Theory of atmospheric quantum channels based on the law of total probability

The atmospheric turbulence is the main factor that influences quantum properties of propagating optical signals and may sufficiently degrade the performance of quantum communication protocols. The probability distribution of transmittance (PDT) for free-space channels is the main characteristic of the atmospheric links. Applying the law of total probability, we derive the PDT by separating the contributions from turbulence-induced beam wandering and beam-spot distortions. As a result, the obtained PDT varies from log-negative Weibull to truncated log-normal distributions depending on the channel characteristics. Moreover, we show that the method allows one to consistently describe beam tracking, a procedure which is typically used in practical long-distance free-space quantum communication. We analyze the security of decoy-state quantum key exchange through the turbulent atmosphere and show that beam tracking does not always improve quantum communication.

Figure 1

Transmitted beam profile shown relative to the aperture opening of radius $a$. The beam centroid is displaced relative to the aperture center due to beam wandering and its position is given by ${\mathit{r}}_0$. The tracking coordinate system $(x^{\prime },y^{\prime })$ is connected with the fluctuating position of the beam centroid.

Figure 2

The PDTs for the light beam transmitted through the atmospheric turbulence and collected by the circular aperture.
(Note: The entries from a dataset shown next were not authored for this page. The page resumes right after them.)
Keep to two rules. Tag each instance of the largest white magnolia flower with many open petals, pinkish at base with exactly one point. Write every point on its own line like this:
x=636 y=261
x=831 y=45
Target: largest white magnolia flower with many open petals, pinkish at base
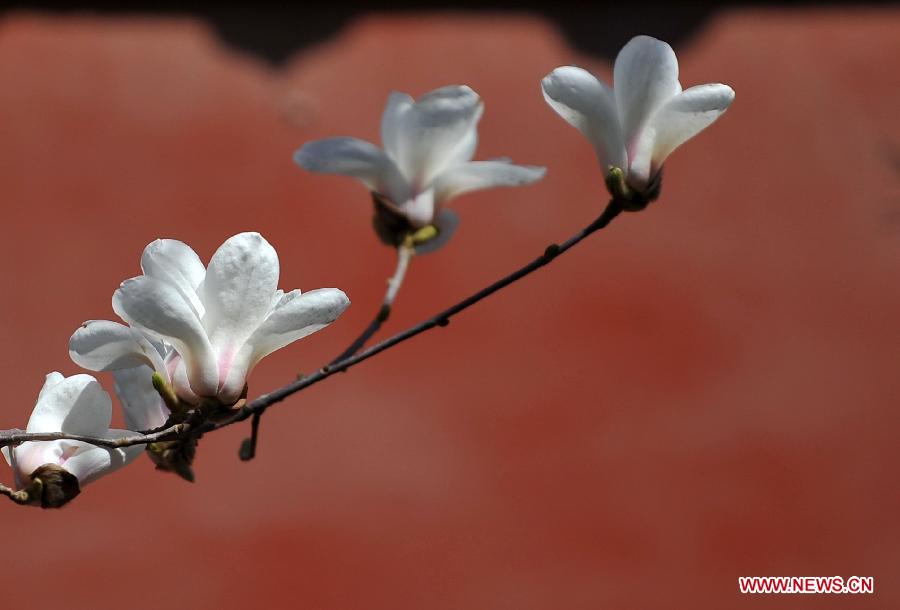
x=215 y=323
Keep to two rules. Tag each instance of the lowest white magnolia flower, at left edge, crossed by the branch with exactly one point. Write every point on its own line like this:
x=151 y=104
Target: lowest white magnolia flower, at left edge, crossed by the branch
x=75 y=405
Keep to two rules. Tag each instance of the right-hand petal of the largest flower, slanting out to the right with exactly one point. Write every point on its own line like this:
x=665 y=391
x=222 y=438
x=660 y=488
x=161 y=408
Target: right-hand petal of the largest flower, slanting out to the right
x=297 y=316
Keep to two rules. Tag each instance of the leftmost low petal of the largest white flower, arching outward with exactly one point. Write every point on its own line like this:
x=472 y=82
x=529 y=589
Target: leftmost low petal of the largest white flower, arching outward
x=101 y=345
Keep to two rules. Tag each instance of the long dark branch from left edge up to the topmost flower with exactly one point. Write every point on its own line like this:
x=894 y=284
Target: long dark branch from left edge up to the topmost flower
x=258 y=406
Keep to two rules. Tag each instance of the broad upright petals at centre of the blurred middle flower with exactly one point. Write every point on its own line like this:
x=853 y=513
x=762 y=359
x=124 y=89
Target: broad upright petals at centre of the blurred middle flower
x=439 y=130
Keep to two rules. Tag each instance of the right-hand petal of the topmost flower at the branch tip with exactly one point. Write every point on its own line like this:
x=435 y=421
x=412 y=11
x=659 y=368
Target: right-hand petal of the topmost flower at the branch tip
x=679 y=120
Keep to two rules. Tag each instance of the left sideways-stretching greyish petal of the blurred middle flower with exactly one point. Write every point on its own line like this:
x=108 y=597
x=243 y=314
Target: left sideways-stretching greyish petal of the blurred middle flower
x=357 y=158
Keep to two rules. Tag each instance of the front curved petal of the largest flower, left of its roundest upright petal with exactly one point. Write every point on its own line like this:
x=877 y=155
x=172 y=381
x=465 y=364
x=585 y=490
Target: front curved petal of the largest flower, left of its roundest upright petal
x=157 y=307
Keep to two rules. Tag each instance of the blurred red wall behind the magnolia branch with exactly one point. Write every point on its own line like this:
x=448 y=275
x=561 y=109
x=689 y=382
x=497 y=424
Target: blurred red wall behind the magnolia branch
x=707 y=389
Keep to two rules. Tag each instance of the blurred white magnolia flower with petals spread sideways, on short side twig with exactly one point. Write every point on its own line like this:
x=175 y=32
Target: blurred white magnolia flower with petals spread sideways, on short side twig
x=428 y=147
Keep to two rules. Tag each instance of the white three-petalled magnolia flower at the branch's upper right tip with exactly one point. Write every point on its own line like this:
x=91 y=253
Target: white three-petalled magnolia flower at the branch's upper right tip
x=648 y=116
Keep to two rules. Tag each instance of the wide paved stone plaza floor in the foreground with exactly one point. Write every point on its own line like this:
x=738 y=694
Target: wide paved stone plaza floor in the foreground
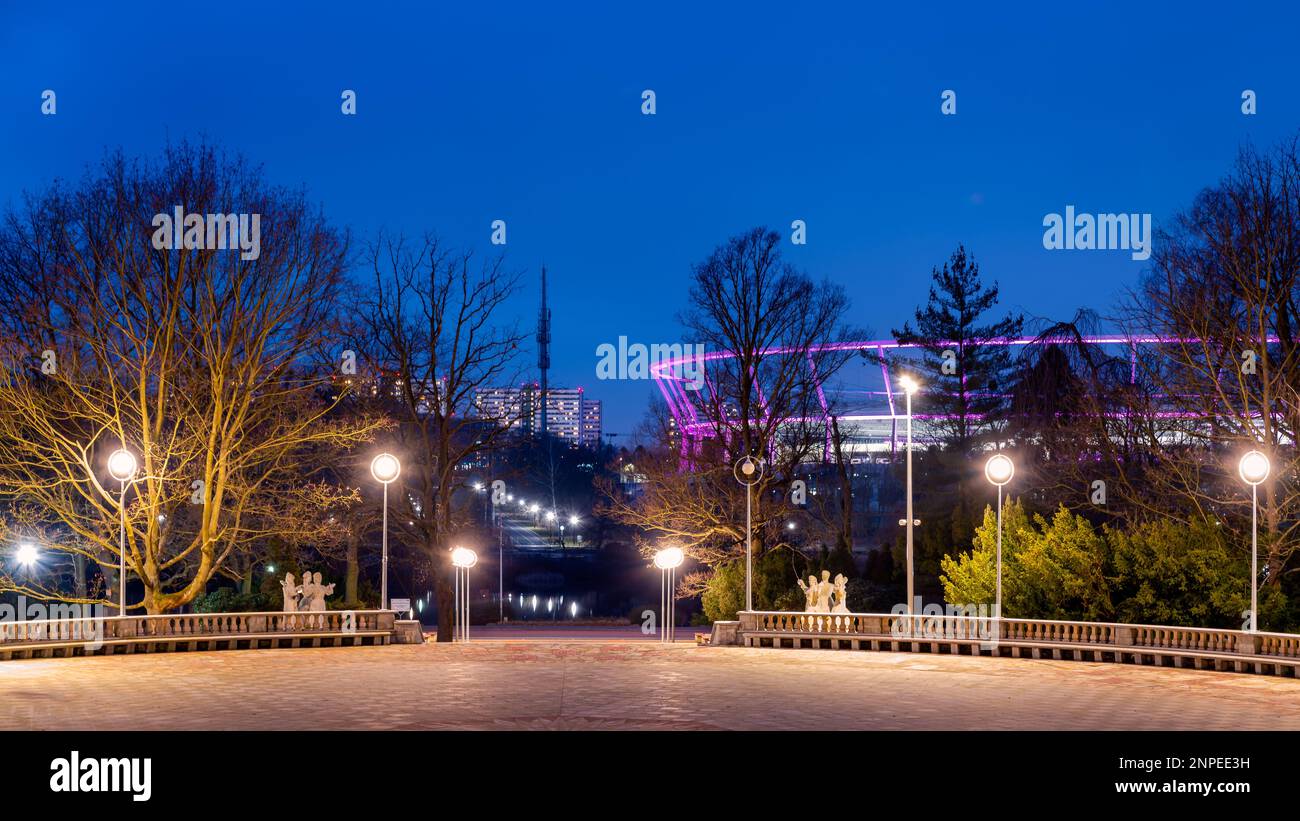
x=625 y=685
The solid line shows the PDT for an atmospheric channel of 1 km length with the refractive index structure constant $C_n^2=4\times {10}^{-14}{\text{m}}^{-2/3}$ (Rytov parameter ${\sigma }_R^2=1.7$). The dashed line corresponds to a channel of 2 km length with $C_n^2=3\times {10}^{-15}{\text{m}}^{-2/3}$ (${\sigma }_R^2=0.46$). The dash-dotted line represents the PDT for a 3-km channel with $C_n^2=3\times {10}^{-15}{\text{m}}^{-2/3}$ (${\sigma }_R^2=0.96$). The additional extinction losses of 1 dB/km are also included according to [64].

Figure 3

The PDTs for a light beam propagating through the atmospheric turbulence with the fixed refractive index structure constant $C_n^2=4\times {10}^{-14}{\text{m}}^{-2/3}$ and various propagation lengths: 1 km, solid line (${\sigma }_R^2=1.72$); 1.1 km, dashed line (${\sigma }_R^2=2.05$); 1.2 km, dash-dotted line (${\sigma }_R^2=2.41$); 1.5 km, dotted line (${\sigma }_R^2=3.60$); and 2 km, long-dashed line (${\sigma }_R^2=6.14$). The other parameters are the same as in Fig. 2.

Figure 4

Influence of the beam-tracking procedure on (a) the PDT and (b) the corresponding exceedance function, shown for increasing values of the beam-tracking parameter: ${\sigma }_{\mathrm{tr}}=0$ (solid line), ${\sigma }_{\mathrm{tr}}=0.25{\sigma }_{\mathrm{bw}}$ (dashed line), ${\sigma }_{\mathrm{tr}}=0.5{\sigma }_{\mathrm{bw}}$ (dash-dotted line), and ${\sigma }_{\mathrm{tr}}={\sigma }_{\mathrm{bw}}$ (dotted line). The increase of ${\sigma }_{\mathrm{tr}}$ results in a shift of the maximum of the PDT or of the tail of the exceedance function to larger values of the transmittance $\eta$. This signifies the importance of beam tracking for protocols that utilize a postselection of transmission events with a high transmittance. The case ${\sigma }_{\mathrm{tr}}={\sigma }_{\mathrm{bw}}$ corresponds to perfect beam tracking. The parameters of the beam and atmosphere correspond to those for the solid curve in Fig. 3.

Figure 5

Transmitted value of squeezing as a function of a postselection threshold ${\eta }_{\min }$. The input light is squeezed to $-2.4$ dB and sent through a 1-km optical channel with ${\sigma }_R^2=1.72$. It is detected by the receiver with the application of both tracking and postselection procedures. The solid line corresponds to the squeezing transmission without beam tracking. The corresponding PDTs and exceedance functions are shown in Fig. 4.

Figure 6

Averaged secure key rate for the two-decoy-state quantum key distribution in an atmospheric quantum channel as a function of mean channel losses without (solid line) and with beam tracking (dashed line). The signal with the mean photon number ${\mu }_s=0.27$ at $\lambda =800$ nm is mixed with a weak decoy state (${\mu }_d=0.39$) and an empty decoy state (${\mu }_v=0$). It is sent through atmospheric links of various lengths but equal refractive-index structure function. Other beam and aperture parameters are the same as in Fig. 2. The additional 1-dB/km losses due to absorption are also taken into account. The inset shows the relative improvement given in percent [cf. Eq. (49)] of the average secure rate by applying the beam-tracking procedure.